The invention relates to an anti-corrosion coating for metal surfaces, which has a layer of an organic Corrosion inhibitor on the metal surface and a second layer of an inactive fluorine material the organic corrosion inhibitor.

Preferred organic corrosion inhibitors are benzotriazole derivatives, Cyclohexylamine, aniline, benzylamine, N-cyclohexyl-n-dodecylamine, Piperidine and di-n-butylamine. A preferred one inactive fluorine material is fluorinated acrylate.

In the drawing show:

Fig. 1 shows a cross section through a ceramic dielectric Prior art resonator;

Fig. 2 is a schematic representation of the method for measuring the change in contact resistance.

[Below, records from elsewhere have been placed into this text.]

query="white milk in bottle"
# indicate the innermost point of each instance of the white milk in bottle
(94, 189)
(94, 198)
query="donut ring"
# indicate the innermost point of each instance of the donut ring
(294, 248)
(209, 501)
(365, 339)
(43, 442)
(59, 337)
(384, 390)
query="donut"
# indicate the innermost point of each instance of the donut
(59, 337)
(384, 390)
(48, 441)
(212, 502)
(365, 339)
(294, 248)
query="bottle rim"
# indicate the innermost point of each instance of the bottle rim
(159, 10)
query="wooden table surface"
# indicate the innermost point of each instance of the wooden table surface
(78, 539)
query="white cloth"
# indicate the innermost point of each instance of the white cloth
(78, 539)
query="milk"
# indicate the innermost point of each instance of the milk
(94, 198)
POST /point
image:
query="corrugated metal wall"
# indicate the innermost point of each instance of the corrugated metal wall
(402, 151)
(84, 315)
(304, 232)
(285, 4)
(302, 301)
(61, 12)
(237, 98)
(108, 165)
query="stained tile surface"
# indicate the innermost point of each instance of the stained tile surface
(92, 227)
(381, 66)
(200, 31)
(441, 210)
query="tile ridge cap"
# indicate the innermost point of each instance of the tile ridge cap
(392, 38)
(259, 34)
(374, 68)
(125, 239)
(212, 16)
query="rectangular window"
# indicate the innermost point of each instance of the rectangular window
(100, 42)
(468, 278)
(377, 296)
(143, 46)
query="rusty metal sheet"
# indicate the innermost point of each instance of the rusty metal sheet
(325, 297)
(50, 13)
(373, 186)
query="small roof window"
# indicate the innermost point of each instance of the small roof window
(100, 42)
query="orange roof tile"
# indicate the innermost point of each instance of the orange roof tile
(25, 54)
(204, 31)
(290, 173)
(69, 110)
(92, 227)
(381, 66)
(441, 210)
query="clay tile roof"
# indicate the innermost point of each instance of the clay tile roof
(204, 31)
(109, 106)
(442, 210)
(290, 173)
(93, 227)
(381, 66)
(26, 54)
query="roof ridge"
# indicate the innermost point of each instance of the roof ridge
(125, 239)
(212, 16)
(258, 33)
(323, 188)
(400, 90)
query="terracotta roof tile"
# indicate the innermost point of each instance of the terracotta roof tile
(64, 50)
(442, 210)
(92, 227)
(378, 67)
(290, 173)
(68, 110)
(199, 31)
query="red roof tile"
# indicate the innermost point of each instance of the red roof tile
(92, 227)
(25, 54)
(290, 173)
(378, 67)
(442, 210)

The anti-corrosion coating according to the invention comprises an organic inhibitor layer on the metal surface and an inactive fluorine coating applied thereon. Metals to which the invention can be applied are e.g. copper, iron, silver, aluminum, tin, zinc, copper-zinc-tin alloys, Tin-lead alloys and corresponding combinations. The corrosion protection according to the invention are not only the surfaces of metal objects accessible, but also metal coatings, e.g. by electroplating, Electroplating without external current, with metal pastes or by dry means, e.g. by vacuum vapor deposition, sputtering or ion plating, manufactured coatings.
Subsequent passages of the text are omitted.